Terasology also includes an event system built around the entity system. Events can be sent to entities, and systems can subscribe to be notified about specific events, when they are received by entities with a desired combination of components.

For instance, when an entity is hit by a sword a DamageEvent is sent to it. This event includes the amount of damage dealt - it could also include information on the type of damage, the source of the damage and so forth. The Health System would subscribe to the damage event but only for entities with a Health component. So if the hit entity has a health component then the health system would receive the event and can react to it by subtracting health - potentially sending another event if the entity's health reaches zero.

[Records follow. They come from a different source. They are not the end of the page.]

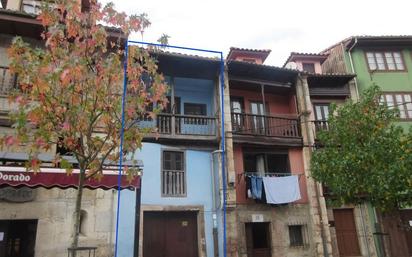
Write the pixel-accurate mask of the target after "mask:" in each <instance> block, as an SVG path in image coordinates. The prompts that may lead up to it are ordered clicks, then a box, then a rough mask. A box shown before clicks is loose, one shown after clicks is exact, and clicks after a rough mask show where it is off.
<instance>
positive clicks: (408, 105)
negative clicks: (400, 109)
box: [403, 95, 412, 118]
mask: <svg viewBox="0 0 412 257" xmlns="http://www.w3.org/2000/svg"><path fill="white" fill-rule="evenodd" d="M403 99H404V100H405V102H404V103H405V104H406V105H405V109H406V110H407V113H408V118H412V103H411V95H404V96H403Z"/></svg>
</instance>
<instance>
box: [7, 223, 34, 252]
mask: <svg viewBox="0 0 412 257" xmlns="http://www.w3.org/2000/svg"><path fill="white" fill-rule="evenodd" d="M36 232H37V220H0V257H34V247H35V245H36Z"/></svg>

This provides two valuable features:

  1. It provides a mechanism for an entity to react to an event based on the components it has. This means that someone can later on create their own component and system combination that reacts to Damage events differently.
  2. Because an event can be received by multiple systems, it is possible for modders to intercept and modify or cancel an event to change behaviour. An armor component could be added that halves all damage, and set up to intercept the damage event - without having to change the health system at all.


A prefab is a recipe for creating entities. Prefabs mimic an actual entity - they have components with all the usual values - but are not processes by systems. Instead, they can be used to create an entity with the same components and the same settings.

In Terasology, prefabs can be defined in a JSON format and included in modules. A prefab file is a set of components with their respective parameters and values described in a JSON structure.

Additionally, prefabs can be used as a read-only source of information, without ever making entities from them. They could be used to describe crafting recipes for instance.

Prefabs can also be inherited within the same module, or from other modules. A few thumb rules for prefab inheritance are:

  • When a prefab inherits another, all of the parent components are inherited as well. It is enough to create a .prefab file containing only the tag { "parent": "<parentPrefabName>"}

  • Duplicated components are overwritten: if the parent contains the same component as the child but with different values, the child's component description will prevail/overwrite the original. Similarly, components cannot be removed in the child's prefab: if a component is described in the parent prefab but not in the child, the entity created from the child prefab will contain the missing module as described in the parent prefab.

  • Components can only be described and inherited in full. If a component described in the parent prefab possess more than one parameter but it is only necessary to change one of the values, all other parameters and values must be repeated in the child prefab.


Entities and their components are automatically persisted when a world is saved.

Example modules

Terasology's codebase can be daunting for somebody new to the project. Here are some examples that can hopefully provide some guidance for those who'd like to see how systems and components work in practice, starting from simpler modules and progressing to more complex ones.

  1. Hunger (basic complexity) - simple component, single widget UI, simple event handling.
  2. Journal (intermediate) - simple component, composite widgets in UI, key binding, introduces events sent over network.
  3. GrowingFlora (advanced) - advanced components, interaction with world generation and use of scheduled events, introduces concept of chunk states, I'd suggest not looking too much into the tree shape and growth generation itself (implementation) just look at the interfaces.
  4. Workstation (advanced) - use of components for defining flow, use of prefabs for defining new types of objects, complex interaction with inventory, both player and entity.
  5. BlockNetwork and Signalling (fairly complex) - maintains a separate data structure for loaded entities to improve performance, listens on Component, Entity and Chunk life-cycle events to keep the data structure up-to-date, complex logic, delay handling of events.